As an example, for the sequence “ABCD” and “ACD,” the LCS of both sequences is “ACD,” and the tail values are the same. If both are removed, the LCS is also reduced by one value, so the length of the current sequence LCS is LCS[i, j ] = LCS(i-1, j-1) + 1
If we know the expression of the sequence, then we can do the calculation and trace the result by some matrix in solving.
Taking an example
Let’s introduce how to solve the above expression by an intermediate matrix through a slightly more complicated sequence solving process. Suppose we have a sequence A = “ABCBDAB” and a sequence B = “BDCABA”. We first initialize a two-dimensional matrix, processed according to the following rules.
- the row height of the two-dimensional matrix is M+1, where M is the length of the sequence A. The column height is N+1, where N is the length of the sequence B. 2.

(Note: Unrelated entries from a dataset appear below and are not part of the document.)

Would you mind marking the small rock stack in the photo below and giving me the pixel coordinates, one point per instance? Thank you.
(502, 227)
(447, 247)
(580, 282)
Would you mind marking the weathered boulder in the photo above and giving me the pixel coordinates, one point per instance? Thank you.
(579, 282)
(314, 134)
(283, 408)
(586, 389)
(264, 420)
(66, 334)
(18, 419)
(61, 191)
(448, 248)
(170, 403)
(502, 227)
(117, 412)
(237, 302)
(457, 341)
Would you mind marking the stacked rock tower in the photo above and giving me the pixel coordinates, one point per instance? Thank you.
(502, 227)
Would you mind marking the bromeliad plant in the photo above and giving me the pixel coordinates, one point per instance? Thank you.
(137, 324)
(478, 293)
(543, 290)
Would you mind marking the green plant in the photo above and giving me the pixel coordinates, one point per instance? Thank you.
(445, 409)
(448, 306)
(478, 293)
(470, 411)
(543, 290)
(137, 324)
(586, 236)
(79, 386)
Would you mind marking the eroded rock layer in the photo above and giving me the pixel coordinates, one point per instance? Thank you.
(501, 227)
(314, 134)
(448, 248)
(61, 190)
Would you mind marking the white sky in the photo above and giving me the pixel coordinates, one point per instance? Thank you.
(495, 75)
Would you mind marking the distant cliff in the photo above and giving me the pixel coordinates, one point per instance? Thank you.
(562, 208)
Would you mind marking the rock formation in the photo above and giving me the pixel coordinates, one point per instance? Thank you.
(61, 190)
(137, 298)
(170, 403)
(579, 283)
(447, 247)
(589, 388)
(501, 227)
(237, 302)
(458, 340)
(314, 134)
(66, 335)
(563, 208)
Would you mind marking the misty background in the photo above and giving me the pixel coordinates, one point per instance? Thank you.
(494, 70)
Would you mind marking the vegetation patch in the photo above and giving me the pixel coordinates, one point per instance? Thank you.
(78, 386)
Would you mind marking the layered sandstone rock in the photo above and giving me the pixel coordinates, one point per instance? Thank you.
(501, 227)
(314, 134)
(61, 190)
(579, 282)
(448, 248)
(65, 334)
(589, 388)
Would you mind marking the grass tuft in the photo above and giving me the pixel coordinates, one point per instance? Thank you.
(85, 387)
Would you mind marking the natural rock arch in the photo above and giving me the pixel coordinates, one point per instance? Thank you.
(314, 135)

- if xi == yj , update the current value to the diagonal value + 1
- if matrix xi! = yj then update the current value to the maximum of the value above and the left and fill a directional arrow pointing to the maximum. However, if the left value is the same as the value above, it points to the value above (this condition contains the equals relationship)
3. What scenarios and when is the longest common subsequence?
(1) DNA sequence itself can be seen as a string composed of four characters “A, C, G, T,” you can use the LCS algorithm to do similarity matching for two DNA sequences, find the LCS of two DNA sequences, you can know the difference between them.
(2) Similarity check for two papers to check the similarity of two articles and find out if there is any suspicion of plagiarism.
(3) Git-diff, a code matching algorithm in the Git system. With the above introduction, perhaps you have some idea of solving the LCS and implementing a thesis check.